Horton had a reputation for enveloping players who were fighting him in a crushing bear hug. Boston Bruins winger Derek Sanderson once bit Horton during a fight; years later, Horton’s widow, Lori, still wondered why. “Well,” Sanderson replied, “I felt one rib go, and I felt another rib go, so I just had—to, well, get out of there!”
Injuries and age were little more than minor inconveniences to Horton, who was generally acknowledged as the strongest man in the game while he was playing. Chicago Blackhawks winger Bobby Hull declared, “There were defensemen you had to fear because they were vicious and would slam you into the boards from behind, for one, Eddie Shore. But you respected Tim Horton because he didn’t need that type of intimidation. He used his tremendous strength and talent to keep you in check.”
In 1962, he scored three goals and 13 assists in 12 playoff games, setting a Leafs team record for playoff points by a defenceman that was tied in 1978 by Ian Turnbull (who played 13 games) and was not broken until 1994, when David Ellett registered 18 points (albeit in 18 games).
In spite of the fact that Horton was 42 years old at the time, and suffering from considerable nearsightedness, former Leafs general manager Punch Imlach signed Horton for the Sabres in 1972. His performance aided the Sabres in their first playoff appearance in 1973. He subsequently signed a contract extension in the offseason.
Horton wore the number 7 while playing for the Leafs, the same number worn by King Clancy from 1931–32 to 1936–37. The team declared both Horton and Clancy honoured players at a ceremony on November 21, 1995, but did not retire the number 7 from team use; instead, it became an Honoured Jersey Number, abiding by Leafs honours policy. Horton wore number 2 in Buffalo (as Rick Martin already had the number 7), which was retired.
Horton believed that he had taken too many penalties early in his career because of his “hot temper”.

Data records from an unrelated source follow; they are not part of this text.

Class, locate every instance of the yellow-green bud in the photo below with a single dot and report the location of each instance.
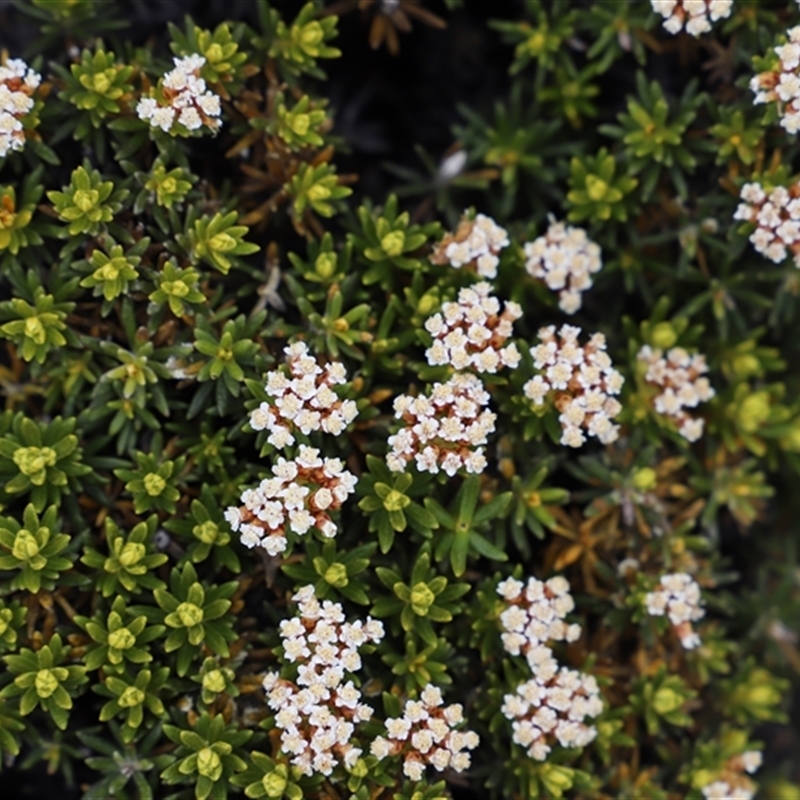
(300, 123)
(392, 244)
(131, 697)
(221, 243)
(596, 188)
(207, 532)
(336, 575)
(325, 265)
(25, 546)
(644, 479)
(275, 782)
(214, 53)
(664, 335)
(422, 598)
(359, 769)
(318, 192)
(154, 484)
(667, 700)
(427, 304)
(396, 501)
(557, 779)
(45, 683)
(121, 639)
(34, 329)
(189, 614)
(132, 553)
(209, 764)
(86, 199)
(214, 681)
(33, 461)
(175, 288)
(310, 35)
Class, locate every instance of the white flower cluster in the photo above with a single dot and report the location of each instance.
(535, 616)
(474, 245)
(317, 713)
(782, 85)
(301, 495)
(305, 402)
(445, 431)
(187, 102)
(17, 83)
(777, 219)
(582, 380)
(473, 333)
(684, 385)
(546, 709)
(678, 596)
(697, 15)
(426, 734)
(734, 785)
(554, 704)
(565, 259)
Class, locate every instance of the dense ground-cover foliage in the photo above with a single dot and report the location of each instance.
(334, 469)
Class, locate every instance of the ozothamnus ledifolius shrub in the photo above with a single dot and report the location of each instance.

In 1964, Horton opened his first Tim Horton Doughnut Shop in Hamilton, Ontario on Ottawa Street. He even added a few of his culinary creations to the initial menu. By 1967, Horton had become a multi-million dollar franchise system. Horton’s previous business ventures included both a hamburger restaurant and Studebaker auto dealership in Toronto.
Upon Horton’s death in 1974, his business partner, Ron Joyce, bought out the Horton family’s shares for $1 million and took over as sole owner of the existing chain of 40 stores.
Today, in addition to over 3,000 locations in Canada, there are over 556 Tim Hortons Doughnut Shops in the United States, and they can be found in Michigan, Ohio, New York, Maine, Pennsylvania, and other American states, mainly in the Northeast and the Great Lakes region. There was also a Tim Hortons on the Kandahar Canadian Military base in Afghanistan until late 2011. There are also a number of Tim Hortons in the United Kingdom and Ireland. In November 2011, Tim Horton’s opened up a new location in Abu Dhabi at Mushrif Mall.
Ron Joyce’s son married Horton’s daughter, returning the Horton family to the company.